Przywódcy Polski, Francji i Włoch w marszu z Tunezyjczykami przeciwko terroryzmowi
Kilkadziesiąt tysięcy osób zaopatrzonych w czerwono-białe flagi Tunezji wyszło w niedzielę na główny bulwar stolicy kraju, by wyrazić solidarny sprzeciw wobec terroryzmu. Zebrani chcieli jednocześnie upamiętnić ofiary zamachu z 18 marca 2015 r. W zamachu zginęły 23 osoby, w tym trzech turystów z Polski.
Na transparentach pojawiały się takie hasła jak „Tunezja mówi NIE ekstremizmowi i przemocy” czy „Świat jest Bardo”. Na czele marszu, obok przedstawicieli lokalnych władz, stanęli prezydenci Polski i Francji – Bronisław Komorowski i Francois Hollande – a także premier Włoch Matteo Renzi oraz palestyński prezydent Mahmoud Abbas.
Tunis. pic.twitter.com/S4cxpjJfIp
— Prezydent.pl (@prezydentpl) March 29, 2015
– Świat nie jest bezpieczny, ale dzięki solidarności z ofiarami i solidarności w walce ze złymi zjawiskami na świecie możemy czuć się trochę bezpieczniej – powiedział Komorowski na konferencji prasowej przed muzeum Bardo. Jak dodał, jego udział w marszu „jest sygnałem, że Polska uczestniczy w działaniach zmierzających do usuwania zagrożenia terrorystycznego i sama płaci za to cenę”.

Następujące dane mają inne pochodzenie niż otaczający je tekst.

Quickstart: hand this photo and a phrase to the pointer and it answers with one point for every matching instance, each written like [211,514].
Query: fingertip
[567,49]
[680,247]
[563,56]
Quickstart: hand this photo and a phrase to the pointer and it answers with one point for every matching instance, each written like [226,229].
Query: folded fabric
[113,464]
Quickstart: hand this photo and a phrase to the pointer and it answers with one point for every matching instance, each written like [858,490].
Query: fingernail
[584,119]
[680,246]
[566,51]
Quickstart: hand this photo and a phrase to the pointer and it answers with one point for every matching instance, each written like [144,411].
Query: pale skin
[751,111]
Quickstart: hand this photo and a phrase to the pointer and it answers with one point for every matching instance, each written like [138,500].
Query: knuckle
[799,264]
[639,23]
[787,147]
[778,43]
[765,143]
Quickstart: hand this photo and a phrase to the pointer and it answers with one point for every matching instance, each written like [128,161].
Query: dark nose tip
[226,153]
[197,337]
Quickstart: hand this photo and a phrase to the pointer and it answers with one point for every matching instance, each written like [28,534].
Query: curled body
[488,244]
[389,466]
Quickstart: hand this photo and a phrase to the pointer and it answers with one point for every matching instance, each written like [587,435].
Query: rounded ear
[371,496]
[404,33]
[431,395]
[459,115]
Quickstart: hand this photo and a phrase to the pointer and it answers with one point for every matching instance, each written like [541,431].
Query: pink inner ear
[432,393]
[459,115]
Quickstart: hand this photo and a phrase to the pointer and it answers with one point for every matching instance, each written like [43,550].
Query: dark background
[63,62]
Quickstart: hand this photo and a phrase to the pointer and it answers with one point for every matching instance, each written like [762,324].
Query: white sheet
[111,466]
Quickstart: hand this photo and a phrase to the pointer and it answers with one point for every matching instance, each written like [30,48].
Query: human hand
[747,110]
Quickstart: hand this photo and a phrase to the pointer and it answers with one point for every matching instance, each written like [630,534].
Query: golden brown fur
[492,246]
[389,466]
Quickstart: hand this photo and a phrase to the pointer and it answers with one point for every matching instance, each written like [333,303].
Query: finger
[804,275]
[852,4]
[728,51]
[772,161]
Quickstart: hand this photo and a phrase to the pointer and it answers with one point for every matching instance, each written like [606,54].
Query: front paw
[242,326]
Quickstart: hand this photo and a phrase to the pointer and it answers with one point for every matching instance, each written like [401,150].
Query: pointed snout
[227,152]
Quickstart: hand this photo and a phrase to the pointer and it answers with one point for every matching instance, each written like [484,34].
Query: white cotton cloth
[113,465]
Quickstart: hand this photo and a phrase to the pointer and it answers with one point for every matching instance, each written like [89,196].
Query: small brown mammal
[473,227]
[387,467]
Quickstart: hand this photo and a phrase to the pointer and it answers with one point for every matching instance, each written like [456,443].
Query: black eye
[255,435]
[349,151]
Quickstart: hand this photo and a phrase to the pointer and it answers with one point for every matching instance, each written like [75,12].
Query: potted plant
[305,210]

Komorowski podkreślił, że Polska rozumie zaniepokojenie krajów europejskich tym, co dzieje się na południu, „skąd płynie zagrożenie terroryzmu”. – Chcielibyśmy również, żeby świat europejski dostrzegał również to co Polska dostrzega na co dzień, czyli zagrożenie dla świata Unii Europejskiej płynące ze wschodu – dodał prezydent.